Si può, allora, parlare propriamente di una oralità di ritorno come ha fatto Ong nel suo Oralità e scrittura? O, piuttosto, bisognerebbe parlare di una visione orale della scrittura?

Sicuramente le nuove tecnologie hanno contribuito non poco a scompaginare il già tormentato rapporto dell’individuo con un elemento così atipico come la scrittura. La rapida accelerazione che ha subito l’evoluzione tecnologica nel campo della diffusione delle informazioni, e che continua a subire, rende ancora più difficile una riflessione esaustiva sul tema. Una delle difficoltà, appunto, è legata ai tempi: è sufficiente pensare già al fatto che tra l’invenzione della stampa a caratteri mobili e la messa a punto del primo computer sono passati centinaia di anni, mentre tra la comparsa dei primi computer ingombranti, pesanti e di difficile utilizzo, alla dominazione degli smartphone, utilizzabili con facilità anche da un bambino, il tempo trascorso è quello di qualche decennio, per dare l’idea della velocità con cui il rapporto dell’uomo con l’uso della scrittura si modifichi.

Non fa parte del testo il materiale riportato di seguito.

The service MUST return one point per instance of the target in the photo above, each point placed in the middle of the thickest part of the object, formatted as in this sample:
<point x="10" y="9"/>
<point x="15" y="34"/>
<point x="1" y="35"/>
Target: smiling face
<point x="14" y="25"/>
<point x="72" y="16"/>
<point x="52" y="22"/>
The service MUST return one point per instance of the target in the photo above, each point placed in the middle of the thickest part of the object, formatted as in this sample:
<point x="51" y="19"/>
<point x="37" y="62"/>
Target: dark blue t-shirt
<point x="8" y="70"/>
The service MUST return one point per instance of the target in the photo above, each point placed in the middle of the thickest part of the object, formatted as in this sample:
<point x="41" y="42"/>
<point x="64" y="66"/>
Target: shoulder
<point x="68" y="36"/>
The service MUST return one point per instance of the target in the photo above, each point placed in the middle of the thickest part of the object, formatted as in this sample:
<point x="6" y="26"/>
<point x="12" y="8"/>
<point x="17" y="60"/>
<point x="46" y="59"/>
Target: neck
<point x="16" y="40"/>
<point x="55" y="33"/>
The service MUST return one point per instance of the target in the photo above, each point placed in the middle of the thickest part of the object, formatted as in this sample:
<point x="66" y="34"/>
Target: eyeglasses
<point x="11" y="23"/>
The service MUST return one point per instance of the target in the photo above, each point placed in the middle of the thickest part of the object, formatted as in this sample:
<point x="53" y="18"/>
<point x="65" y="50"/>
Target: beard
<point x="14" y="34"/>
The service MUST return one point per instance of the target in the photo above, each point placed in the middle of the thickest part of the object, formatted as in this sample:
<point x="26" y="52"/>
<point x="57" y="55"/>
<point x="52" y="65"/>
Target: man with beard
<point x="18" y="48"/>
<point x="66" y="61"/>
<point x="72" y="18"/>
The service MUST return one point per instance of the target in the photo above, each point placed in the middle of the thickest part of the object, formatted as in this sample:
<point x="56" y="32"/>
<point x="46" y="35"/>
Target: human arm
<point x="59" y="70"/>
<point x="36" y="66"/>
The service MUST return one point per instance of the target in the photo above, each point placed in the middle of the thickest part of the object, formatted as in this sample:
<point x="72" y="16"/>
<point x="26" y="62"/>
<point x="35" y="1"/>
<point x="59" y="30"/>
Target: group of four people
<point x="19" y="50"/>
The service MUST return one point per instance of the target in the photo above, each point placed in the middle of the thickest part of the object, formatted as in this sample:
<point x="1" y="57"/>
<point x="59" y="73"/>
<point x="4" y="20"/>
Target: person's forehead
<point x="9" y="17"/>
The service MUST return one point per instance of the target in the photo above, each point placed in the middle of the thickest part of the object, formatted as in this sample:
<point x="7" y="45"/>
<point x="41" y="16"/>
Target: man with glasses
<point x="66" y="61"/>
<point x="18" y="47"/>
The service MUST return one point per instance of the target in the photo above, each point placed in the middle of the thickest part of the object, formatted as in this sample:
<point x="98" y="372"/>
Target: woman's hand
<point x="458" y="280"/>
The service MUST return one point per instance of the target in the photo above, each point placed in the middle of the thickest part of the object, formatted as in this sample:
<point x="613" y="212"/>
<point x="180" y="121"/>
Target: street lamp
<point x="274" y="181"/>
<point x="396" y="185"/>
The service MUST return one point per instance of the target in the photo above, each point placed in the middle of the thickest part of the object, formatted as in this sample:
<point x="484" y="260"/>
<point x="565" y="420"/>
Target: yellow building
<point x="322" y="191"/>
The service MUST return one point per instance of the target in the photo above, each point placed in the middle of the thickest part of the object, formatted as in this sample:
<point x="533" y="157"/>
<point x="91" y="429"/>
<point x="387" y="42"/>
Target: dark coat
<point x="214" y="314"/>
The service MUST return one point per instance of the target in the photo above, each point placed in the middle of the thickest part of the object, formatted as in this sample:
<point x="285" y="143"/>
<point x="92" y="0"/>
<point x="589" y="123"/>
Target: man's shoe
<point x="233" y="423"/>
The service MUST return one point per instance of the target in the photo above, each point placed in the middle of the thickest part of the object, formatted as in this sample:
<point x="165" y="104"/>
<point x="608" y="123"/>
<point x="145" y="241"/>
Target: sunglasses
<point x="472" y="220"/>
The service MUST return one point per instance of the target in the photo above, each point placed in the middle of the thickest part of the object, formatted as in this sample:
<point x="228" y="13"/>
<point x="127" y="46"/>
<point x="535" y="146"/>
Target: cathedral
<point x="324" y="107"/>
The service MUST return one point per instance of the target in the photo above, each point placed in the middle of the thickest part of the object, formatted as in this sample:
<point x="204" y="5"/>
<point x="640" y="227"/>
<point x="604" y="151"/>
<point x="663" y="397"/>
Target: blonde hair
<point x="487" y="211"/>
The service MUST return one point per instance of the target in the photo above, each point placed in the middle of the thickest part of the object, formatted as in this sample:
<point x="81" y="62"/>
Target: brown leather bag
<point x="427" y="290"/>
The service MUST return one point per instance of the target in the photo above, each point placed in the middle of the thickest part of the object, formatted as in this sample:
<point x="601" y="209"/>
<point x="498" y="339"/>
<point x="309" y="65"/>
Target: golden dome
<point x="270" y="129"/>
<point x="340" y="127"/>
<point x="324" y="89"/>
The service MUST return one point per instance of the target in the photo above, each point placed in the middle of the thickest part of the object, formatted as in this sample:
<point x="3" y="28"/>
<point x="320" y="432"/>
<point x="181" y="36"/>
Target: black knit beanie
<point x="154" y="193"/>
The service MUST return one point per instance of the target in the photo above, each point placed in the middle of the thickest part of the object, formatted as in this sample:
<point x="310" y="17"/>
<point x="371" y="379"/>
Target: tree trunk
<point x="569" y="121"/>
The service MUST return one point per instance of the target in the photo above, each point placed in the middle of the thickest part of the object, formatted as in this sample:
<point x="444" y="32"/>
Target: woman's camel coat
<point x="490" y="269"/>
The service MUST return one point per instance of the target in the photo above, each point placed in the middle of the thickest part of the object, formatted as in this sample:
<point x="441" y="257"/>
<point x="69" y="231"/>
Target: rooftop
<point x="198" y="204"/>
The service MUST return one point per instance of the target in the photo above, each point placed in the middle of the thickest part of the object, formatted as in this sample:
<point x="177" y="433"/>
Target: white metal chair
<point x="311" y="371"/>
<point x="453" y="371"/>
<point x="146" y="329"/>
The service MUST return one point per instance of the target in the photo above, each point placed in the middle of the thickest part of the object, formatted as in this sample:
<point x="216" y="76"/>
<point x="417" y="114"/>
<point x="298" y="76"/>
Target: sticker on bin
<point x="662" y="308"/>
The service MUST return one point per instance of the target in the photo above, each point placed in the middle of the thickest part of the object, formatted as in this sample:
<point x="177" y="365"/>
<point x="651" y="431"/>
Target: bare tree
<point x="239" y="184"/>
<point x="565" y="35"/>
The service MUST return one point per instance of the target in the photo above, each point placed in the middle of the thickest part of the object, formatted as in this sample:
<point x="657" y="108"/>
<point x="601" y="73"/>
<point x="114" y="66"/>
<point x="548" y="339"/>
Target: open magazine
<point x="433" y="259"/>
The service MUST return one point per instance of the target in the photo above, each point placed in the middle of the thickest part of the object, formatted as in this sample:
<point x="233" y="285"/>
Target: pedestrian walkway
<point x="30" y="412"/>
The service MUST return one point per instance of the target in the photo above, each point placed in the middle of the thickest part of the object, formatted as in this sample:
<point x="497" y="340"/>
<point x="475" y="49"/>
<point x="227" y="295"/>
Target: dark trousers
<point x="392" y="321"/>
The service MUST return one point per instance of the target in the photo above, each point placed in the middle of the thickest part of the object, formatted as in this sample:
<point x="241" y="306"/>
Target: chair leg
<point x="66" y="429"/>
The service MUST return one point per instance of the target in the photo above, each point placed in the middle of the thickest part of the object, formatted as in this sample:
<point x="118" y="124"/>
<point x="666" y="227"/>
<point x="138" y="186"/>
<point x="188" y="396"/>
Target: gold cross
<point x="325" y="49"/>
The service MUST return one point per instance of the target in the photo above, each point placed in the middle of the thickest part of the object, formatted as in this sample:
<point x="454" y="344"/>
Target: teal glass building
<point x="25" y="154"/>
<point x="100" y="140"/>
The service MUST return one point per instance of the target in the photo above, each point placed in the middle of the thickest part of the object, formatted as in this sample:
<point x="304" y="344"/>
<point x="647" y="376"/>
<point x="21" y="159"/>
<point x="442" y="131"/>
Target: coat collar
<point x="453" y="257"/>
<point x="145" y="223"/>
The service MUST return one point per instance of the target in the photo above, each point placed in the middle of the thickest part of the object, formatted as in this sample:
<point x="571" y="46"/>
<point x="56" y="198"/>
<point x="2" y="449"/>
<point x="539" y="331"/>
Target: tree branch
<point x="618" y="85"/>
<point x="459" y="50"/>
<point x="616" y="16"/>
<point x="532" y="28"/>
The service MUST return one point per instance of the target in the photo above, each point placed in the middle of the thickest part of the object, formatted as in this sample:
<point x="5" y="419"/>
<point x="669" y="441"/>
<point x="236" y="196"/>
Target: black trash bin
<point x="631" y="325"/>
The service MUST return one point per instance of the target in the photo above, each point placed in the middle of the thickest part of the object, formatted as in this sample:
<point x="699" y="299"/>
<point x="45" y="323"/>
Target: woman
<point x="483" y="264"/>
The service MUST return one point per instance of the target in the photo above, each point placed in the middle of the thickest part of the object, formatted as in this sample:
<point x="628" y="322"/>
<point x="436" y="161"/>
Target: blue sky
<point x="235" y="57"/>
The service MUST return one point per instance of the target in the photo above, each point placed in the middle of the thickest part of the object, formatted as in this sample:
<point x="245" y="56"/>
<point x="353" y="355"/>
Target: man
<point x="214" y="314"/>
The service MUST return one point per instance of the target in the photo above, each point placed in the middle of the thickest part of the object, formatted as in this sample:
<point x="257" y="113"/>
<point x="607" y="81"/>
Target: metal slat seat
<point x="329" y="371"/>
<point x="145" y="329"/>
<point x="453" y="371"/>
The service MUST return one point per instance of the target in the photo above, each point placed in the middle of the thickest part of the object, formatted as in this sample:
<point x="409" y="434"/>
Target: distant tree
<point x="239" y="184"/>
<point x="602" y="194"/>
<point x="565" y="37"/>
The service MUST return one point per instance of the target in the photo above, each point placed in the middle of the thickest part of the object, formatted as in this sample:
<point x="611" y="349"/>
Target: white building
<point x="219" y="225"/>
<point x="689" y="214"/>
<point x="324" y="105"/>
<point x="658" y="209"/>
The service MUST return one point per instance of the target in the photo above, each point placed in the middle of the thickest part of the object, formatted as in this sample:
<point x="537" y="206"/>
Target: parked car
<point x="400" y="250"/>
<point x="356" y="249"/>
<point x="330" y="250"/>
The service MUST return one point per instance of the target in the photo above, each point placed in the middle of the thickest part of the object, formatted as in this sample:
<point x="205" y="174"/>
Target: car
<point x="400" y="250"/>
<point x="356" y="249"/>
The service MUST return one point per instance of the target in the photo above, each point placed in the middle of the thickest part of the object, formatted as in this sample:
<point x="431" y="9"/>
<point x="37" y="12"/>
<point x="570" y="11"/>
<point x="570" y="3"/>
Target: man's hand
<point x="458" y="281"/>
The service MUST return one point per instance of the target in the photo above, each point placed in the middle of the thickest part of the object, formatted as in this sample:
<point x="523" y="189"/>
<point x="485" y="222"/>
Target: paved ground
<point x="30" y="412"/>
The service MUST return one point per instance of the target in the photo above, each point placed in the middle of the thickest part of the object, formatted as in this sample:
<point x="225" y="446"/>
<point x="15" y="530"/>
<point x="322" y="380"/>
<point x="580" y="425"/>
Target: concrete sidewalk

La seconda difficoltà è legata al tempo: per quanto ci si possa sforzare di avere o trovare una linea guida nei nostri rapporti con questo campo in continuo mutamento, e che ci faccia capire qualcosa su cosa gli eventi che si consumano in questi spazi significhino o possano significare per noi, siamo comunque e sempre calati in questo determinato orizzonte degli eventi del quale non cogliamo la totalità, o almeno la parvenza di essa, poiché da tale orizzonte non possiamo estraniarci semplicemente tirando ci su per i capelli.

Nonostante tali difficoltà, si tenta spesso di delineare una sorta di sviluppo del rapporto dell’uomo con la sua medialità, con la sua capacità di comunicare e altrettanto spesso, nel definire i rapporti tra le fasi della comunicazione precedente a quella digitale e globalizzata e quella attuale, vengono schierati una serie di armamenti concettuali basati su una serie di coppie di opposti che caratterizzerebbero le due fasi. Le principali sono: linearità-simultaneità, semplicità-complessità, frammentazione-continuità, razionalità-immediatezza, unisensorialità-sinestesia, tutte volte a sottolineare una cresciuta complessità e fluidificazione dei rapporti rispetto alla situazione precedente, quasi che la scrittura tradizionale e le forme della comunicazione passata siano condannate ad una linearità e ad una semplicità del codice che nella contemporaneità non si troverebbero più.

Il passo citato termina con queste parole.